No estudo, o longa obteve a maior média de batimentos cardíacos por minuto (bpm): 88 (veja na tabela abaixo). Isso representa 37,5% a mais que a média do ser humano em descanso (64 bpm). Com o sucesso, Savage assinou um contrato para dirigir três filmes pela produtora Blumhouse, de terrores como Atividade Paranormal, Sobrenatural (2010) e Uma Noite de Crime (2013).
Apesar de toda a metodologia, não dá para negar que o recorte da Science of Scare (40 filmes) é pequeno. No top 30 final, só duas produções ([Rec] e Aterrorizados) são de língua não inglesa – e a ausência de produções coreanas é inexplicável. Ainda assim, dá para tirar algumas coisas interessantes da pesquisa.

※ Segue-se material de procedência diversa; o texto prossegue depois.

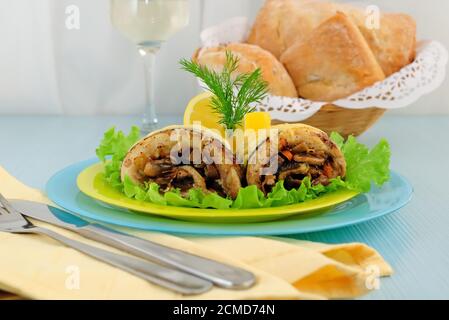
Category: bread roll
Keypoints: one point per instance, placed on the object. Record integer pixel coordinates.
(250, 58)
(282, 23)
(334, 62)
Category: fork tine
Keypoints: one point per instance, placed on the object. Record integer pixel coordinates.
(7, 205)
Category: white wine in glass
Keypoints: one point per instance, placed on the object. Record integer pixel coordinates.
(149, 23)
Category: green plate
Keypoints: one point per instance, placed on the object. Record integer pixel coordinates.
(90, 181)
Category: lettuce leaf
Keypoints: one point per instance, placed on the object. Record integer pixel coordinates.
(364, 167)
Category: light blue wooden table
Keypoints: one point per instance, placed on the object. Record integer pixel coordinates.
(414, 240)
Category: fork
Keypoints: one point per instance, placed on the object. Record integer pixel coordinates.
(13, 221)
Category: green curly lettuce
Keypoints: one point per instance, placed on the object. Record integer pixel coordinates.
(364, 168)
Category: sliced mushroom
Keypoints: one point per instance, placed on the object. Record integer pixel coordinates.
(315, 161)
(302, 169)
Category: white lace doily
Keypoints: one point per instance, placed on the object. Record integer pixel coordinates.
(401, 89)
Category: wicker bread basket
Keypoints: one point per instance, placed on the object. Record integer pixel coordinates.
(331, 118)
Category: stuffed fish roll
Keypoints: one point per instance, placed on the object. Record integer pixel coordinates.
(295, 152)
(184, 158)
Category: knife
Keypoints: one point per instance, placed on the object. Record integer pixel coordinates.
(220, 274)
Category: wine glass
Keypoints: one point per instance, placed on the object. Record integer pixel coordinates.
(149, 23)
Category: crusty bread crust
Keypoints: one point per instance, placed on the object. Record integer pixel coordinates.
(250, 58)
(333, 63)
(282, 23)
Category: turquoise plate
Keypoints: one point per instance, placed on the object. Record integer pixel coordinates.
(62, 189)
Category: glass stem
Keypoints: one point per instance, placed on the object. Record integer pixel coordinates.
(150, 120)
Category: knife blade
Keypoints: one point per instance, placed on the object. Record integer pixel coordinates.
(222, 275)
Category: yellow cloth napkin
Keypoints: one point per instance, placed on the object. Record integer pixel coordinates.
(37, 267)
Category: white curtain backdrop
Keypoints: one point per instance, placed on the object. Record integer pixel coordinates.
(47, 69)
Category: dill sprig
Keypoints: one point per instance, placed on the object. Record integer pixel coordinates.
(233, 96)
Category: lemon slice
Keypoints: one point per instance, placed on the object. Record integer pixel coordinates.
(199, 111)
(257, 121)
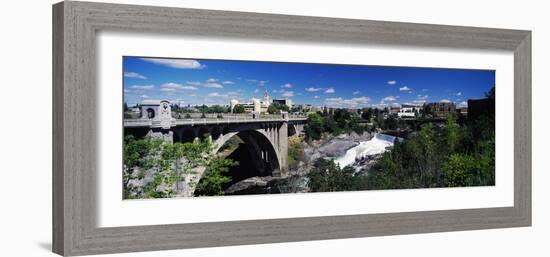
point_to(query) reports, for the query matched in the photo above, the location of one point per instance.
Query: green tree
(314, 126)
(326, 176)
(215, 178)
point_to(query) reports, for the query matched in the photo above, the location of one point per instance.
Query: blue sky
(198, 81)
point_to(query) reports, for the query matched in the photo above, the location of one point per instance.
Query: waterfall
(376, 145)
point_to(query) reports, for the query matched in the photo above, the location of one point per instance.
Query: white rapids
(376, 145)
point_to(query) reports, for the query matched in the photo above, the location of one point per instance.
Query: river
(377, 145)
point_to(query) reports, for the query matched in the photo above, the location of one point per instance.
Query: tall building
(440, 109)
(254, 106)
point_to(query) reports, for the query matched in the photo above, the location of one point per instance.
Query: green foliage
(168, 164)
(367, 113)
(336, 122)
(326, 176)
(390, 123)
(451, 133)
(446, 156)
(295, 152)
(239, 108)
(314, 126)
(215, 179)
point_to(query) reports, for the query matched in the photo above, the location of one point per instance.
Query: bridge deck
(134, 123)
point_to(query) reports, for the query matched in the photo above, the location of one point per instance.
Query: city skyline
(210, 82)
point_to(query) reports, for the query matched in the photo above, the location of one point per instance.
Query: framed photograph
(182, 128)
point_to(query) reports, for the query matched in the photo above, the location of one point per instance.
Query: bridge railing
(233, 116)
(211, 119)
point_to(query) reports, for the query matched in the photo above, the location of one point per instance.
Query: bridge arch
(263, 154)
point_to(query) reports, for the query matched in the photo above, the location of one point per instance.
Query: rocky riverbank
(331, 147)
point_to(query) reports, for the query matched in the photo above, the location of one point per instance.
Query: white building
(409, 111)
(254, 106)
(159, 111)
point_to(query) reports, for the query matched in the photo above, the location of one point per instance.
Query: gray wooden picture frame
(75, 25)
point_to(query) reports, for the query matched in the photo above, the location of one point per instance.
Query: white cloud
(313, 89)
(330, 91)
(175, 63)
(143, 87)
(260, 83)
(419, 101)
(288, 94)
(171, 87)
(194, 83)
(347, 103)
(213, 85)
(215, 94)
(389, 98)
(134, 75)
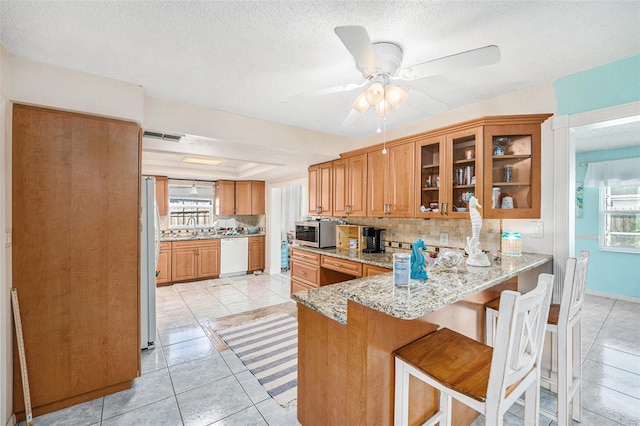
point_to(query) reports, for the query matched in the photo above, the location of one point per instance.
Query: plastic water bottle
(401, 269)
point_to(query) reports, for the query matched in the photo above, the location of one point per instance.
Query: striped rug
(269, 348)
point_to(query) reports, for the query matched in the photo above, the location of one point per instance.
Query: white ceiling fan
(380, 65)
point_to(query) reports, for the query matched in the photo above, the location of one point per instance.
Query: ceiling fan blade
(482, 56)
(322, 92)
(356, 39)
(352, 118)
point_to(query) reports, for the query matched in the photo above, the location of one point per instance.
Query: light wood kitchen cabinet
(321, 189)
(243, 197)
(225, 195)
(164, 264)
(371, 270)
(249, 197)
(512, 167)
(256, 253)
(390, 181)
(162, 194)
(75, 264)
(446, 175)
(306, 271)
(340, 265)
(350, 186)
(195, 259)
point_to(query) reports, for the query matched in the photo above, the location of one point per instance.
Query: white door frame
(564, 155)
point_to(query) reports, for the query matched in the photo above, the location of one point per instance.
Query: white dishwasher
(234, 256)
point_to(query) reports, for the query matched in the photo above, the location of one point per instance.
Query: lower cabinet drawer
(297, 286)
(341, 265)
(371, 270)
(305, 273)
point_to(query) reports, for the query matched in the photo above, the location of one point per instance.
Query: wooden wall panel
(75, 254)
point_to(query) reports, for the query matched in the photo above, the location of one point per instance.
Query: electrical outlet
(537, 229)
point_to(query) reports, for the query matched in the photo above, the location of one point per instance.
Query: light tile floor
(185, 381)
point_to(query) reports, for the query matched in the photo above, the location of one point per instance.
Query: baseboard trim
(12, 420)
(613, 296)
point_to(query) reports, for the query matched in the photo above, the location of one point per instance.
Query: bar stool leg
(577, 366)
(565, 372)
(401, 405)
(531, 404)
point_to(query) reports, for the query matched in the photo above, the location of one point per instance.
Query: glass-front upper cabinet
(512, 171)
(450, 173)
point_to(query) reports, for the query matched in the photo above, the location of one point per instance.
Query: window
(186, 207)
(620, 218)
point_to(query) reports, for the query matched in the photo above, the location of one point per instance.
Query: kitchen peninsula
(349, 330)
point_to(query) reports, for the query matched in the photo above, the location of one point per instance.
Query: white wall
(175, 117)
(47, 85)
(6, 354)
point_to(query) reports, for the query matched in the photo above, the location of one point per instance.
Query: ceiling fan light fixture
(361, 104)
(375, 93)
(396, 96)
(194, 190)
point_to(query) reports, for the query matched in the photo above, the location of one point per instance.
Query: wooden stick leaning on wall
(23, 359)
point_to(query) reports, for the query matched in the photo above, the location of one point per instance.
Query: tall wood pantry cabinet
(321, 189)
(75, 255)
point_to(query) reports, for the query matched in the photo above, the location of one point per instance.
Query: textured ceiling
(242, 56)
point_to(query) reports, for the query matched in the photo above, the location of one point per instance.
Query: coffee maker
(373, 239)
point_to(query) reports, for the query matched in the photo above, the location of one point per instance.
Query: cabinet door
(400, 194)
(164, 264)
(340, 187)
(313, 187)
(357, 185)
(184, 264)
(225, 197)
(376, 182)
(209, 259)
(256, 254)
(463, 174)
(512, 171)
(243, 197)
(162, 194)
(257, 197)
(430, 164)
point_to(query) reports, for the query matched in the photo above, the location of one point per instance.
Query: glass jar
(508, 173)
(401, 269)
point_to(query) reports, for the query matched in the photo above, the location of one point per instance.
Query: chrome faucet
(195, 231)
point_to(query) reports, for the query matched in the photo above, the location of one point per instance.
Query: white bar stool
(489, 380)
(565, 320)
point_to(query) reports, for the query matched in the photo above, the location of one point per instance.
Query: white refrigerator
(149, 251)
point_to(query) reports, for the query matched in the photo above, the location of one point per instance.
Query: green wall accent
(612, 84)
(609, 272)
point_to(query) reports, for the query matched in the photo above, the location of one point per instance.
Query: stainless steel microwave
(316, 233)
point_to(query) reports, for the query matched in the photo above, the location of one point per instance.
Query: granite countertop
(206, 237)
(444, 287)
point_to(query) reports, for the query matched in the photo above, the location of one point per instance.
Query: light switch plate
(537, 229)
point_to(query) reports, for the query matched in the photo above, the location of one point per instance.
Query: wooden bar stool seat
(564, 320)
(487, 379)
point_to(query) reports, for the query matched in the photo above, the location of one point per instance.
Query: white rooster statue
(476, 256)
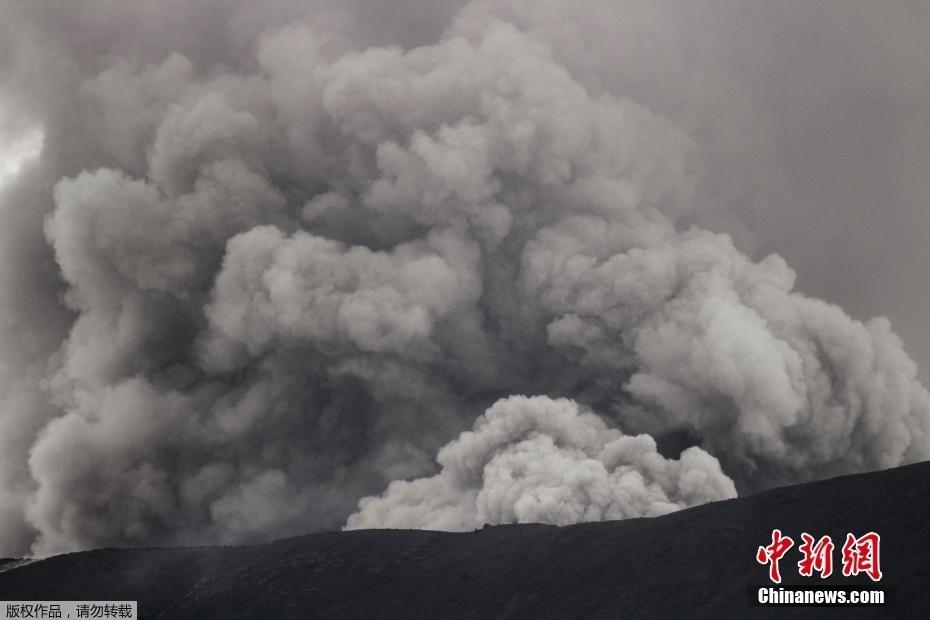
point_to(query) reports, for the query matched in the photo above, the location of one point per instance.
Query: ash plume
(272, 261)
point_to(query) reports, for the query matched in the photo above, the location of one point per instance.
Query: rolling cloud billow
(300, 266)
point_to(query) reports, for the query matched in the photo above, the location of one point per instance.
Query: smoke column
(311, 265)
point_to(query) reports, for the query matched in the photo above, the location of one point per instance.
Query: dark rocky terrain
(695, 563)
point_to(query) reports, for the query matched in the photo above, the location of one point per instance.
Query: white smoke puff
(539, 460)
(311, 289)
(724, 347)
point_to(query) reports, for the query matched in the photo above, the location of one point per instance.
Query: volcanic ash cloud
(258, 277)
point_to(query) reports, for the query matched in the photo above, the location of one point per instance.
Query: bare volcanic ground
(696, 562)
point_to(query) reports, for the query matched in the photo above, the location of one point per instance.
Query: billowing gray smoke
(275, 256)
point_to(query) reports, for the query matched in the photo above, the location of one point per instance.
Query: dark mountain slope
(697, 562)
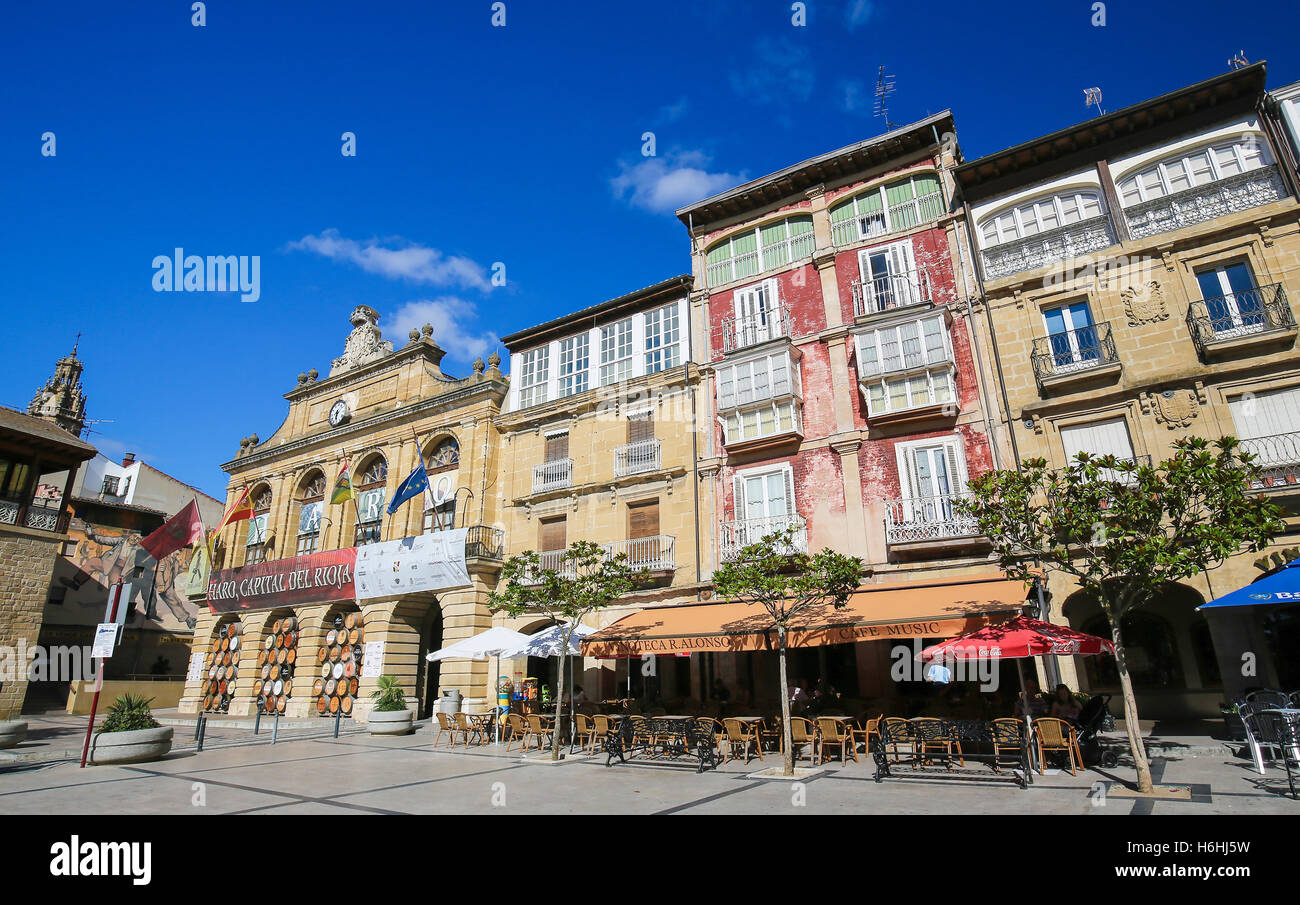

Por exemplo: 50% dos filmes da lista foram lançados na última década. Dos 30, 20 abordam “espíritos” – ou alguma entidade sobrenatural equivalente. Só quatro falam sobre serial killers; três sobre alienígenas e dois sobre zumbis, o que indica uma certa decadência desses gêneros, tão em voga nas últimas décadas. Outra exceção é O Homem Invisível (2020), que gira em torno de um superpoder: um cientista que, bem, fica invisível.
A lista também conta com produções inovadoras. O Babadook (2014) e Hereditário (2018) foram elogiados pela crítica por focarem no terror psicológico, que vai cozinhando o cérebro em fogo lento, em vez da aposta clássica em jump scares – aqueles sustos repentinos que te fazem pular da cadeira.
Outro exemplo de originalidade é Um Lugar Silencioso (2018). O mundo está tomado por aliens assassinos. Eles são cegos. Então só há um jeito de sobreviver: nunca, jamais, emitir qualquer ruído. Nisso, toda a tensão ali se constrói a partir do som – e da ausência dele.
O lado bom do horror
O medo começa em uma região do cérebro chamada amígdala, um conjunto de núcleos responsável pela manifestação das nossas emoções. Em situações de perigo, nosso corpo se prepara para duas ações: lutar ou fugir. É uma herança evolutiva – somos uma máquina de reconhecer padrões, e se algo desconhecido escapa disso, o cérebro interpreta como uma possível ameaça à nossa sobrevivência.
A partir daí, o organismo injeta doses cavalares dos hormônios adrenalina e cortisol na corrente sanguínea. A pressão e a frequência cardíaca aumentam, as pupilas dilatam, os músculos recebem mais sangue (e glicose) e algumas partes do corpo, como o sistema gastrointestinal, reduzem a atividade para economizar energia (daí o “frio na barriga”).
Outras áreas do cérebro que trabalham ativamente nessa hora são o córtex pré-frontal (responsável pelo raciocínio, atenção e lógica) e o hipocampo, ligado à memória. Eles ajudam a interpretar e a memorizar uma possível ameaça.
Ora, se sentir medo é uma experiência tão intensa, por que tanta gente ama um filminho de terror? Existem algumas explicações. A primeira é o conceito da “busca pela sensação” – a predisposição que algumas pessoas têm em vivenciar constantemente coisas novas e intensas. Nesse caso, o sarrafo de excitação costuma ser alto; para atingi-lo, você precisa de alguma experiência mais extrema. Pode ser um salto de bungee jump. Pode ser um filme de terror bem feito.
Outro motivo tem a ver com o pós-susto. Ele gera a chamada “transferência de excitação”, um termo cunhado pelo psicólogo Dolf Zillmann, em 1971. A teoria diz que respostas emocionais podem ser intensificadas pela excitação de outros estímulos prévios – que não necessariamente precisam estar relacionados.
Traduzindo: se você assistir a um filme de terror com os seus amigos, a sensação agradável do rolê pós-sessão pode ser impulsionada pela excitação residual do seu corpo depois de levar alguns sustos.
Os efeitos psicológicos dos filmes de terror podem ir além. Diversos pesquisadores defendem que eles têm potencial para ajudar a curar traumas e fobias, via terapia de exposição. Seria uma maneira controlada de se colocar cara a cara com um medo, com o objetivo de superá-lo.
De fato: num estudo com mais de 300 pessoas, feito nos EUA e na Dinamarca, os fãs de terror apresentaram mais resiliência psicológica ao lidar com a Covid-19 do que os avessos ao gênero.
Em suma: da próxima vez que considerar ver um filme de terror, dê uma chance a ele. Uns sustinhos de vez em quando fazem bem.